O registro visual confronta diretamente a versão apresentada anteriormente pela assessoria do ministro. Até então, Moraes negava de forma enfática a realização de qualquer deslocamento ou viagem que estivesse vinculada aos interesses ou à logística do empresário do setor financeiro. A circulação dessas imagens levanta questionamentos sobre a transparência e a proximidade entre membros da cúpula do Judiciário e figuras influentes da iniciativa privada.

O episódio ocorre em um momento de intensa polarização e críticas à atuação das cortes superiores no Brasil.
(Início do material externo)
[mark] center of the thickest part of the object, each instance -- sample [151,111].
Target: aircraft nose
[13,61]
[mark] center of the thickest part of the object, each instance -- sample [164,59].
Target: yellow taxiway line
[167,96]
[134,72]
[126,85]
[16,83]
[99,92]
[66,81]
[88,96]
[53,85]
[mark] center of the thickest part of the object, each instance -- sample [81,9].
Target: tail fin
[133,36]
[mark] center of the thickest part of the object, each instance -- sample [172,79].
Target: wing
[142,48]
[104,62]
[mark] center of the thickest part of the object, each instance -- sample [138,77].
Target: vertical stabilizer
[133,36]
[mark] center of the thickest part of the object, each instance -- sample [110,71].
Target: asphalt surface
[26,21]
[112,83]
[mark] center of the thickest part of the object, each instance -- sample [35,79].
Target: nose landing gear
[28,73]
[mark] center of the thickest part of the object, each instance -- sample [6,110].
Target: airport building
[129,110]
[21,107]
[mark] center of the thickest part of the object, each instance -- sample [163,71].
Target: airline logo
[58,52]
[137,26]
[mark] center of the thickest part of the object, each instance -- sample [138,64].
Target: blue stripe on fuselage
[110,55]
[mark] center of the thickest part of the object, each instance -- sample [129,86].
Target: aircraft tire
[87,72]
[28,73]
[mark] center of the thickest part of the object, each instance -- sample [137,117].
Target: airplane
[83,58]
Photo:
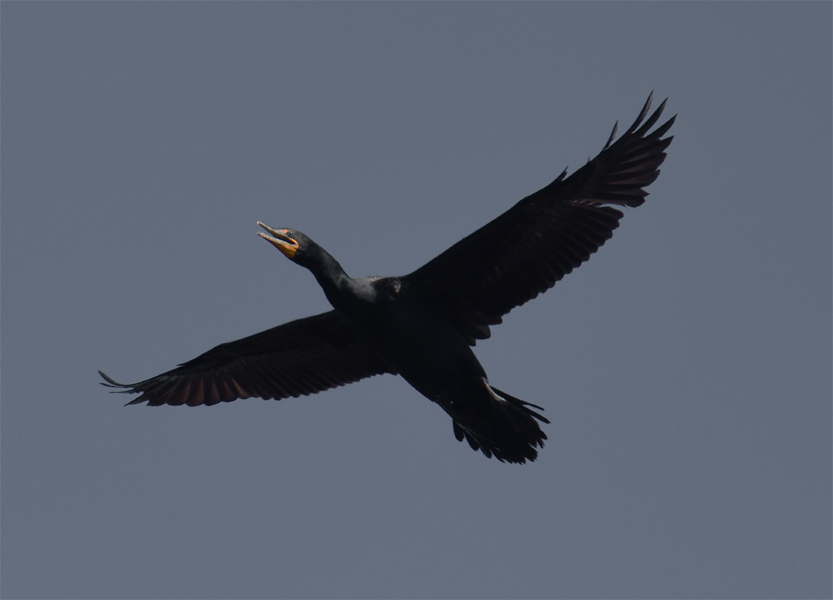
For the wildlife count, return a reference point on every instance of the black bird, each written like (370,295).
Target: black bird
(422,325)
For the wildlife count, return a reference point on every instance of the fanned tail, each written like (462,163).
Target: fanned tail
(508,430)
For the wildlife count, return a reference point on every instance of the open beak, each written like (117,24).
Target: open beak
(279,240)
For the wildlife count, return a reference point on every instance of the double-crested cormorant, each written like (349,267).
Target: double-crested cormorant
(422,326)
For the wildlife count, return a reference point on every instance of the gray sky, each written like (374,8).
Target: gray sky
(686,368)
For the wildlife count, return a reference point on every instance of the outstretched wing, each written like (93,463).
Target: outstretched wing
(298,358)
(523,252)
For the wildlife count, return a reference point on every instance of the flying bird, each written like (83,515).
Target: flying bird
(422,326)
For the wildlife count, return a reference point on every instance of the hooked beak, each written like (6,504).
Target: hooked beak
(279,240)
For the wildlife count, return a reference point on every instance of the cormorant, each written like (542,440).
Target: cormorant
(422,325)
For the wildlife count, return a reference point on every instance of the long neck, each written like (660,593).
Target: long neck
(337,285)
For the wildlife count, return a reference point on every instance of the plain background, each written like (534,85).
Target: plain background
(686,368)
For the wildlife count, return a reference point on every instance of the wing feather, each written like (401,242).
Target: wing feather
(530,247)
(298,358)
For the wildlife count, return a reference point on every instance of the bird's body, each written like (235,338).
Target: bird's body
(422,326)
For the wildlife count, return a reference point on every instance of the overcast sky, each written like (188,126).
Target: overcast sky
(686,368)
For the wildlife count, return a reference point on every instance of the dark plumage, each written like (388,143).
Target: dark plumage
(422,325)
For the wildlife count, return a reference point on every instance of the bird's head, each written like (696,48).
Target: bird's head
(296,246)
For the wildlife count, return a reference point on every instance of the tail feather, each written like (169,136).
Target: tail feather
(506,428)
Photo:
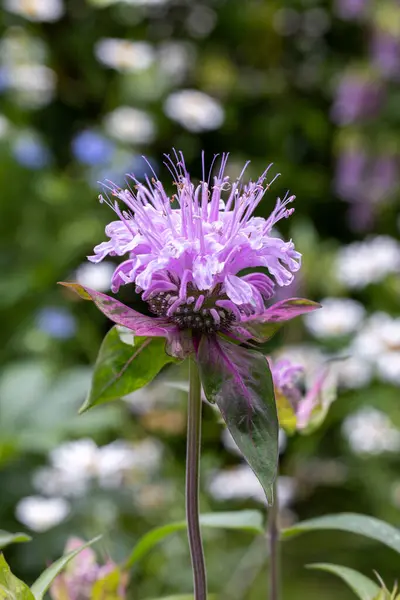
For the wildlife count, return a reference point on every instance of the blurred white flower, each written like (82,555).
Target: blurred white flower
(240,483)
(194,110)
(175,59)
(36,10)
(124,55)
(389,367)
(338,316)
(352,372)
(201,21)
(378,344)
(75,466)
(41,514)
(362,263)
(370,431)
(96,276)
(130,125)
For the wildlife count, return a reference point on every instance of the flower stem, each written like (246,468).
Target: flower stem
(192,483)
(273,548)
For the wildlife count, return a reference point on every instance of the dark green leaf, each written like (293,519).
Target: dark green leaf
(44,581)
(353,523)
(365,588)
(12,538)
(239,381)
(12,588)
(121,368)
(247,520)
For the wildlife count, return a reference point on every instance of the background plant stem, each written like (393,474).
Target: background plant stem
(273,548)
(192,483)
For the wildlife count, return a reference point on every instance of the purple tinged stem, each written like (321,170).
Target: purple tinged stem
(273,548)
(192,483)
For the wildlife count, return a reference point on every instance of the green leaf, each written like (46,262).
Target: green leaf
(110,587)
(12,588)
(365,588)
(44,581)
(246,520)
(121,368)
(353,523)
(286,415)
(12,538)
(239,381)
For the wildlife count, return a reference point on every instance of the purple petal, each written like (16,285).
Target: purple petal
(263,327)
(122,314)
(240,383)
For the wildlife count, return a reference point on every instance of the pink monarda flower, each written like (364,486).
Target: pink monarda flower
(187,254)
(83,573)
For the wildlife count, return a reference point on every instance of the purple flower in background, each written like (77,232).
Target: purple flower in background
(385,52)
(305,408)
(82,574)
(358,96)
(91,148)
(31,152)
(383,178)
(350,174)
(351,9)
(187,253)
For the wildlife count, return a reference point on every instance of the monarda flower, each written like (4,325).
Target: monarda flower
(208,268)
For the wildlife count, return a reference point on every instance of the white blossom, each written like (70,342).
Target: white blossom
(370,431)
(363,263)
(95,276)
(41,514)
(337,317)
(130,125)
(124,55)
(194,110)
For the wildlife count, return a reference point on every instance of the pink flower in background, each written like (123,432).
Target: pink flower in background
(358,96)
(82,574)
(188,253)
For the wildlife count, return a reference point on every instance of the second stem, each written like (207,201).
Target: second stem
(192,483)
(273,547)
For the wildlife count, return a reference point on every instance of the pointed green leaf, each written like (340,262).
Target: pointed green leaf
(353,523)
(246,520)
(44,581)
(121,368)
(12,588)
(362,586)
(12,538)
(239,381)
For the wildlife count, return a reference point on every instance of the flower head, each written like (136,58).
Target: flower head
(189,254)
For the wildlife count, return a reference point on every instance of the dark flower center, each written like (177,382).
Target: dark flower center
(208,319)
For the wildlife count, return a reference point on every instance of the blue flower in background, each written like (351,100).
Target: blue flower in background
(31,152)
(91,148)
(58,323)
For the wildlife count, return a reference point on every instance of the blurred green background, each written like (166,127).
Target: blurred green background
(86,88)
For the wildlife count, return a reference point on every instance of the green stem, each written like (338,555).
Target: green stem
(273,548)
(192,483)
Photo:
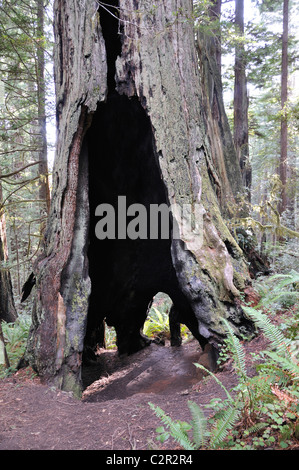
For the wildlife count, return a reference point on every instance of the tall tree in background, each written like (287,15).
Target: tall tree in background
(241,99)
(23,144)
(44,191)
(284,98)
(139,65)
(7,306)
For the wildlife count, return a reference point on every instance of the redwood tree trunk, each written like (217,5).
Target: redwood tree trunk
(130,125)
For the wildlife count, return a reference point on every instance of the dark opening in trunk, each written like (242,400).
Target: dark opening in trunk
(126,272)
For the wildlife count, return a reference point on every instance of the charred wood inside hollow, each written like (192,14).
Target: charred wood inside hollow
(126,273)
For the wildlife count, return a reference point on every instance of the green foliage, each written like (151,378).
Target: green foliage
(260,411)
(15,336)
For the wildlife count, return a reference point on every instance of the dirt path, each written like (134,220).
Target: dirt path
(114,413)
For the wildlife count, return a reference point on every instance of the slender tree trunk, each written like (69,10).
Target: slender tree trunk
(130,125)
(241,100)
(44,192)
(223,165)
(284,98)
(7,306)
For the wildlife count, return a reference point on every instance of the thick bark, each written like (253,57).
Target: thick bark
(129,111)
(223,165)
(241,100)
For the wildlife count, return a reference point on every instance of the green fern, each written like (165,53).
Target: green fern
(224,425)
(271,331)
(229,397)
(237,351)
(176,429)
(199,425)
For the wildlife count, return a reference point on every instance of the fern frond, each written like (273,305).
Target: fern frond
(199,424)
(200,366)
(274,335)
(224,425)
(174,427)
(237,351)
(285,363)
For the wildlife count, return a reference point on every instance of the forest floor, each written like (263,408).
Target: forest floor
(113,413)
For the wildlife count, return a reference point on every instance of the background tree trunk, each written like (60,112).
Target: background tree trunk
(7,306)
(241,100)
(44,191)
(223,165)
(129,110)
(284,99)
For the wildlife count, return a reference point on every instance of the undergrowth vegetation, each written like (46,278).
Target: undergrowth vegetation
(261,411)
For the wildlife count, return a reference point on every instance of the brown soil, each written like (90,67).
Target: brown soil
(113,413)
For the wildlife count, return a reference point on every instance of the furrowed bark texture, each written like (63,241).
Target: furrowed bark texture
(154,82)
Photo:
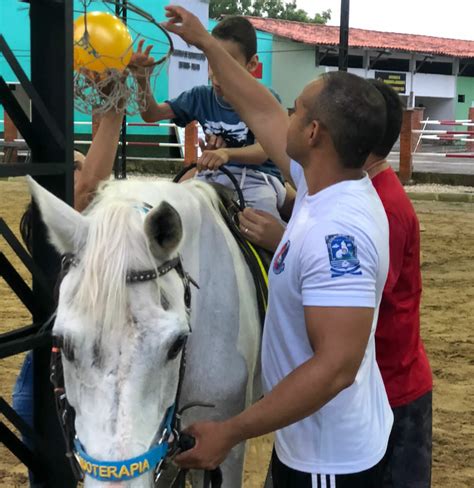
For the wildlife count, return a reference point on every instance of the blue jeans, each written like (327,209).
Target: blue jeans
(23,402)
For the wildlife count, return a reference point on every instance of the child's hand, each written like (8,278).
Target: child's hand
(141,63)
(186,25)
(212,159)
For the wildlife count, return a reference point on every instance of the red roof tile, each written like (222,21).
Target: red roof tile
(318,34)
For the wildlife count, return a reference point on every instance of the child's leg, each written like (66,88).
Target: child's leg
(263,192)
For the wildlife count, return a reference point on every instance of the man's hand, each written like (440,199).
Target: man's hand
(186,25)
(212,142)
(212,160)
(141,63)
(213,443)
(261,228)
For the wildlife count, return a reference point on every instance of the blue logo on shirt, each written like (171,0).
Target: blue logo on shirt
(342,255)
(279,260)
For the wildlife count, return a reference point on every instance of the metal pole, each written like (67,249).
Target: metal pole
(120,169)
(51,75)
(344,36)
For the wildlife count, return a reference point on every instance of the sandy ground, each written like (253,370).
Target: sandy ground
(447,311)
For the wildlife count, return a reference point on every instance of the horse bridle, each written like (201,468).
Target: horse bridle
(170,439)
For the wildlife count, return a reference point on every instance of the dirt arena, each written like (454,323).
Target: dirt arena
(447,314)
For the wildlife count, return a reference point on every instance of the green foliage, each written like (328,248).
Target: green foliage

Para observadores da cena política e jurídica, a discrepância entre o que é dito oficialmente e o que os fatos demonstram reforça o sentimento de desconfiança de parte da sociedade civil em relação à imparcialidade das instituições.

"A clareza nas relações entre o público e o privado é o pilar fundamental de qualquer democracia que se pretenda sólida e respeitável", afirmam especialistas que acompanham o desdobramento do caso.

A revelação das imagens coloca pressão adicional sobre o ministro, que é peça central em diversos inquéritos sensíveis que tramitam no STF. A opinião pública, especialmente setores ligados à direita conservadora, tem manifestado preocupação com o que chamam de aparelhamento ou "sequestro" das instituições brasileiras por interesses que não condizem com a estrita legalidade e a ética pública.

Até o fechamento desta edição, não houve um novo pronunciamento oficial do STF ou do gabinete do ministro detalhando as circunstâncias específicas do voo registrado nas imagens ou a razão da mudança na narrativa dos fatos.